Torni spesso in Italia? Nel tuo futuro vedi un eventuale trasferimento per te e la tua famiglia? 

Faccio del mio meglio per tornare in Italia regolarmente, i miei genitori e mio nonno (96 anni) vivono lì. In passato rientravo almeno 4 volte all’anno, per le vacanze. Ora organizzarsi con marito, cane e bimba è un po’ più difficile ma ce la mettiamo tutta. Un paio di anni fa abbiamo anche comprato un piccolo camper e viaggiamo regolarmente dalla Norvegia all’Italia guidando.
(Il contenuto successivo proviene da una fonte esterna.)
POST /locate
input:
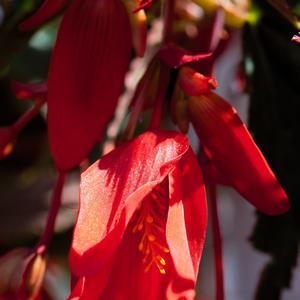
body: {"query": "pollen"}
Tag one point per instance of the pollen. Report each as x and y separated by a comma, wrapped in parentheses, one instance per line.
(150, 228)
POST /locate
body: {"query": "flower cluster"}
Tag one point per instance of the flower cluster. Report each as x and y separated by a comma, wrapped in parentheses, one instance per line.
(142, 216)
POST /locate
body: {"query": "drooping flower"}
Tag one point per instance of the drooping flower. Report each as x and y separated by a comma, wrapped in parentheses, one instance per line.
(87, 69)
(22, 274)
(141, 223)
(230, 146)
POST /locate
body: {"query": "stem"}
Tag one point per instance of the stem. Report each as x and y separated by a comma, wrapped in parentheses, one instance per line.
(28, 116)
(54, 208)
(160, 96)
(168, 20)
(217, 242)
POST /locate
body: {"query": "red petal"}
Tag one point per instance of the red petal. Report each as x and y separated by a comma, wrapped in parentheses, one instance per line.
(86, 76)
(7, 136)
(296, 38)
(143, 4)
(186, 225)
(176, 57)
(194, 83)
(29, 90)
(236, 154)
(49, 9)
(112, 189)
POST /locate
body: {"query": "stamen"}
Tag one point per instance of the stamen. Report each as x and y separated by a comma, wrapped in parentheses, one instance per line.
(149, 223)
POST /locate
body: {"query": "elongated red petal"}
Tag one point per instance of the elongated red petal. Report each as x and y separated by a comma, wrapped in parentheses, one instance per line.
(236, 154)
(112, 189)
(296, 38)
(26, 91)
(186, 225)
(48, 9)
(86, 76)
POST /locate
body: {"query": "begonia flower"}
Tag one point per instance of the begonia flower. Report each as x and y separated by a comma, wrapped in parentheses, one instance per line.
(231, 147)
(141, 224)
(296, 38)
(22, 274)
(86, 74)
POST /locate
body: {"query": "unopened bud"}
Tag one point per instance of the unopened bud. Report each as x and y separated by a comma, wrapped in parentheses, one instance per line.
(7, 137)
(179, 110)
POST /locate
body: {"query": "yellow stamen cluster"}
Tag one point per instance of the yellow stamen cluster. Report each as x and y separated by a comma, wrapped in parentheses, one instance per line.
(150, 244)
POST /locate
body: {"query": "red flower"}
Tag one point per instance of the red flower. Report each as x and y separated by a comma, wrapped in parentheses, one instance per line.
(141, 224)
(86, 74)
(296, 38)
(231, 148)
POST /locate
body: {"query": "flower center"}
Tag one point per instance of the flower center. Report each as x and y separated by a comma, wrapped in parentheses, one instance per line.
(151, 224)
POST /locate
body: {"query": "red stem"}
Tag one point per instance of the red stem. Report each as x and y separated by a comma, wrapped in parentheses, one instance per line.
(217, 242)
(28, 116)
(160, 96)
(54, 208)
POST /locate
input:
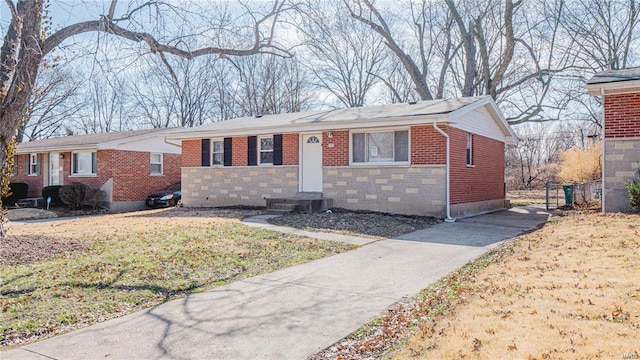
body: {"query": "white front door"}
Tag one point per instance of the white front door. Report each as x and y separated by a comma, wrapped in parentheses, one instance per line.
(54, 169)
(311, 179)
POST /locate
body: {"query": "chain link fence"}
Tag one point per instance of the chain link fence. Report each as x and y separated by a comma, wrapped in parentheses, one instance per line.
(559, 195)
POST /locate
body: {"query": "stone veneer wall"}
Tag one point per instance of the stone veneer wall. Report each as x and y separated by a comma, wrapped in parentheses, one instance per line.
(415, 190)
(621, 161)
(237, 185)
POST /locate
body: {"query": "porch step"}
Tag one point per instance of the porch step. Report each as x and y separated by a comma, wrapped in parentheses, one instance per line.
(309, 195)
(30, 202)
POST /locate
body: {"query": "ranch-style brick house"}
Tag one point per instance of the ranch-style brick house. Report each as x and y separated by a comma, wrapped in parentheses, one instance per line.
(620, 92)
(442, 158)
(128, 165)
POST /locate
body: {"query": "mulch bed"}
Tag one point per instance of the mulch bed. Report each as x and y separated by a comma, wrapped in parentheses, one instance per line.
(356, 223)
(230, 212)
(25, 249)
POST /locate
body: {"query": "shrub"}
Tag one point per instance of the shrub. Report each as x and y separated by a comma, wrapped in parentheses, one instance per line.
(96, 198)
(581, 166)
(633, 185)
(53, 192)
(16, 192)
(73, 195)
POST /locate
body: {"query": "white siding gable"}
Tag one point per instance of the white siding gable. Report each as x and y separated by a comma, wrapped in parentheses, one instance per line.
(479, 121)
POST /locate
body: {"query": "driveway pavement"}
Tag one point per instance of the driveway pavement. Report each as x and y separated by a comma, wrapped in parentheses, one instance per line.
(295, 312)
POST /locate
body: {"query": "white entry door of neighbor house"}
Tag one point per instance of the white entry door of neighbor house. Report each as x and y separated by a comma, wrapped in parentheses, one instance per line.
(54, 169)
(311, 174)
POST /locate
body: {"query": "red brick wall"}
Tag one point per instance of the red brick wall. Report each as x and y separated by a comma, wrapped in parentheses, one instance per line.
(33, 181)
(290, 149)
(622, 115)
(428, 147)
(130, 170)
(132, 179)
(483, 181)
(239, 146)
(191, 153)
(338, 154)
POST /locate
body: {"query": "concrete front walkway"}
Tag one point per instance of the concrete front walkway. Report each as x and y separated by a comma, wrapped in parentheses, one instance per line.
(295, 312)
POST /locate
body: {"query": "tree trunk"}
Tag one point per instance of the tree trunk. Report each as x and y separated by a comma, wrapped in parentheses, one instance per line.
(21, 56)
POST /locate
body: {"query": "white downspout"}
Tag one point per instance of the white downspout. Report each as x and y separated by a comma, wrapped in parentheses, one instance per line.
(604, 151)
(448, 191)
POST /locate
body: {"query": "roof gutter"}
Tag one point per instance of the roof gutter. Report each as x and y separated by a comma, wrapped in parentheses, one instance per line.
(448, 180)
(324, 126)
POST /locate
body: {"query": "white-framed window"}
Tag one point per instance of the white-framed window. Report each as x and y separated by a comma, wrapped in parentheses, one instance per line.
(383, 146)
(84, 163)
(156, 164)
(469, 149)
(34, 165)
(14, 171)
(265, 150)
(217, 152)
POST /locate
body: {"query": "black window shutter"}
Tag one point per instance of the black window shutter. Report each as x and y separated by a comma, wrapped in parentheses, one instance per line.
(227, 152)
(277, 149)
(206, 154)
(74, 162)
(252, 151)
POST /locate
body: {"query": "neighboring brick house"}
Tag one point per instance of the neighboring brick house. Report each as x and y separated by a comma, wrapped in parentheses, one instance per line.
(620, 92)
(128, 165)
(390, 158)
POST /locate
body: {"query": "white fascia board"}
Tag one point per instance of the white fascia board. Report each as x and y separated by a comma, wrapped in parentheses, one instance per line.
(510, 136)
(618, 87)
(327, 126)
(115, 143)
(46, 149)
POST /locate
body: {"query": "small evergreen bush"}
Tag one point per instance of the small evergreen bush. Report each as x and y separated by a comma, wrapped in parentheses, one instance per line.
(633, 185)
(98, 197)
(16, 192)
(73, 194)
(53, 192)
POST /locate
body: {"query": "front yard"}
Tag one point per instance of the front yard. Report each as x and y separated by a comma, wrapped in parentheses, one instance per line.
(568, 291)
(63, 275)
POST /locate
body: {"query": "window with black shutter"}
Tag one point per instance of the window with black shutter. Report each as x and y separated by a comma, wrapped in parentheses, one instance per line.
(277, 149)
(252, 153)
(206, 158)
(228, 148)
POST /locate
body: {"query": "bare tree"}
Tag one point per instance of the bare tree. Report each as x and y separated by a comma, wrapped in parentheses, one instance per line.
(106, 107)
(345, 56)
(25, 45)
(606, 31)
(54, 101)
(164, 102)
(271, 85)
(496, 48)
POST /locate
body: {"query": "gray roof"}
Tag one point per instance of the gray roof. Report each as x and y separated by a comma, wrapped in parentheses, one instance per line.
(611, 76)
(331, 117)
(83, 141)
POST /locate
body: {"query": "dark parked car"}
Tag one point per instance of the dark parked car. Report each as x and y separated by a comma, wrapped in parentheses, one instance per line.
(166, 197)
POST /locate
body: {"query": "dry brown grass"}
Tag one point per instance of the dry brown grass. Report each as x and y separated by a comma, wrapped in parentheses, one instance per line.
(135, 221)
(568, 291)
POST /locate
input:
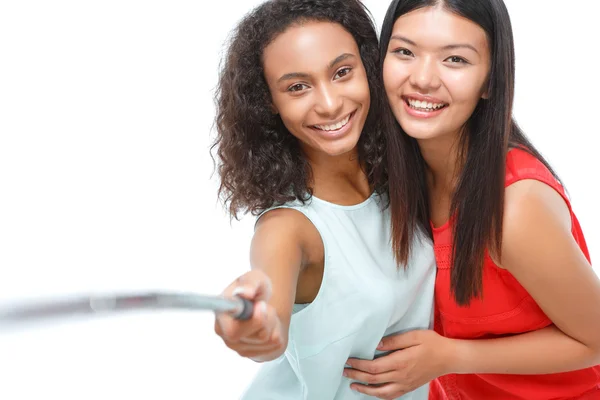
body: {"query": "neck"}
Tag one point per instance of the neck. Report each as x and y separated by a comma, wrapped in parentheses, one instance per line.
(443, 164)
(339, 179)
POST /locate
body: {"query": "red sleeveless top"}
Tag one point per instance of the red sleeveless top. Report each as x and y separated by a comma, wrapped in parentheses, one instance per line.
(506, 309)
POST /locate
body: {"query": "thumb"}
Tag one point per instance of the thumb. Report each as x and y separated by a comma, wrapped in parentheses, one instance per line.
(400, 341)
(254, 285)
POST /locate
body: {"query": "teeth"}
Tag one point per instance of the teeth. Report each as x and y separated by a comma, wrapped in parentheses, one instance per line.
(425, 105)
(334, 127)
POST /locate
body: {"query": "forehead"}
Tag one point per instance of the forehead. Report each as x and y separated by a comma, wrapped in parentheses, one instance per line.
(438, 27)
(307, 47)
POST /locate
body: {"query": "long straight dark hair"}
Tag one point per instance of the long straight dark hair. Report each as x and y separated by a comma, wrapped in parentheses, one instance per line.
(477, 206)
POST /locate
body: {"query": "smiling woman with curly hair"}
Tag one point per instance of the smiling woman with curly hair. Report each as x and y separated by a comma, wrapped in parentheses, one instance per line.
(261, 162)
(301, 114)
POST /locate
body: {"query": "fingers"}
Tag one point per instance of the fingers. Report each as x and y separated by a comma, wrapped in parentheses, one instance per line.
(378, 366)
(261, 334)
(400, 341)
(389, 391)
(371, 379)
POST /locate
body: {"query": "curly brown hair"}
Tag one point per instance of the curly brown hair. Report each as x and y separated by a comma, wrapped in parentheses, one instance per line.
(261, 164)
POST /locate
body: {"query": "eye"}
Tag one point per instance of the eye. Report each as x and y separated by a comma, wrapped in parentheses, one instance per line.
(456, 60)
(343, 72)
(403, 52)
(297, 87)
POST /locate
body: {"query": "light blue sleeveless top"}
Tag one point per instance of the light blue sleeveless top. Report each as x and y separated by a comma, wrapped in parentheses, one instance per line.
(364, 296)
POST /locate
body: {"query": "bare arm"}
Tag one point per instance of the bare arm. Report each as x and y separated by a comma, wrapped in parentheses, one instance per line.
(539, 250)
(279, 251)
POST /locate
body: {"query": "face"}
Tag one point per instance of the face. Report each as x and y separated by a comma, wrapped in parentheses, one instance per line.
(318, 86)
(435, 71)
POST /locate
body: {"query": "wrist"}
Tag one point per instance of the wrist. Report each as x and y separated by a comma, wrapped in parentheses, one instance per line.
(453, 356)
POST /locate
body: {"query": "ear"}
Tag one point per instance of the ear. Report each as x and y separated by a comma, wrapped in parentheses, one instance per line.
(486, 91)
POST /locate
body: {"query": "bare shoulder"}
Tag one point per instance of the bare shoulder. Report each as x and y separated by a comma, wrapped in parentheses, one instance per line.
(536, 216)
(532, 200)
(287, 228)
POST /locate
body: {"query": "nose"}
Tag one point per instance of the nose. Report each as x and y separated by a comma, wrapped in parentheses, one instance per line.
(329, 102)
(425, 75)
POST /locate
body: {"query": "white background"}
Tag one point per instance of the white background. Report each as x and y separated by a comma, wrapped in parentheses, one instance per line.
(105, 179)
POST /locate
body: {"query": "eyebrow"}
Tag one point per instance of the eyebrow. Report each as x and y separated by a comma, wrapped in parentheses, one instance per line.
(447, 47)
(303, 75)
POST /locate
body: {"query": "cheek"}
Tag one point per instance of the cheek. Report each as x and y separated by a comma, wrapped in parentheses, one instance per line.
(464, 88)
(292, 111)
(394, 75)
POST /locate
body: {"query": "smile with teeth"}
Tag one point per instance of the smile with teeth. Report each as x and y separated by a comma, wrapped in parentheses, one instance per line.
(424, 105)
(334, 127)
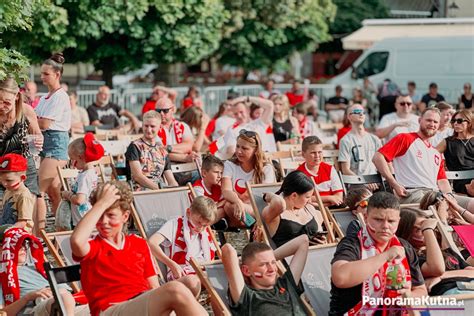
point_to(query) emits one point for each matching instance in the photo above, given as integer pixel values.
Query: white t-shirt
(392, 118)
(56, 108)
(439, 136)
(86, 182)
(223, 123)
(359, 151)
(239, 177)
(230, 138)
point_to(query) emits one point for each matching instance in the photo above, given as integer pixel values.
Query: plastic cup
(31, 139)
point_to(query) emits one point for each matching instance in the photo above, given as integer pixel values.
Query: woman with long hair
(17, 119)
(443, 269)
(54, 119)
(458, 149)
(289, 212)
(248, 164)
(285, 127)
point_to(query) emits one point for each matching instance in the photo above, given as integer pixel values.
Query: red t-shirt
(294, 99)
(215, 194)
(327, 180)
(211, 126)
(110, 275)
(341, 133)
(150, 105)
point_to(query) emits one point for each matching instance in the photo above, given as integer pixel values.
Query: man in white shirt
(418, 166)
(357, 147)
(401, 121)
(224, 146)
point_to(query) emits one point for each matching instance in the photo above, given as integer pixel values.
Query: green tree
(262, 33)
(350, 14)
(122, 35)
(17, 16)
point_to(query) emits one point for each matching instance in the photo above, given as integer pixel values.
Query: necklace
(465, 141)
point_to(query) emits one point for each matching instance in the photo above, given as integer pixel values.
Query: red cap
(13, 163)
(94, 150)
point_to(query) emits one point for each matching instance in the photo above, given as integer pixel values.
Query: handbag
(63, 219)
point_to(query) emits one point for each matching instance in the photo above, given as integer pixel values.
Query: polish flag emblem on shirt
(239, 186)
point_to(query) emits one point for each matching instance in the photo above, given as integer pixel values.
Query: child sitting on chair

Devo dire che è un modo molto divertente per tornare a casa e ci dà la possibilità di visitare diversi paesi sul percorso e di andare a trovare amici che nel corso degli anni si sono sparpagliati per l’Europa.

Non vedo l’ora di fare il nostro primo viaggio con Isabel, sono sicura che i nonni italiani non stanno più nella pelle all’idea di conoscerla! 

Spero un giorno di rientrare in Italia stabilmente, anche se non sarà una cosa facile, specialmente per Jens che non parla l’italiano.  Sono molto contenta di dove sono arrivata dal punto di vista professionale, della mia carriera e della mia vita in Norvegia. Ma mancano l’Italia e la mia famiglia d’origine e non smetto mai di pensare al fatto che i miei genitori, invecchiando, avranno bisogno di me e che vorrei che Isabel potesse crescere vicino ai nonni.

Vivere all’estero è eccitante, divertente, appagante ma la nota dolente è il fatto di essere sempre e comunque lontani dai luoghi dove sei cresciuto e soprattutto dalle persone che ti legano alla tua terra d’origine.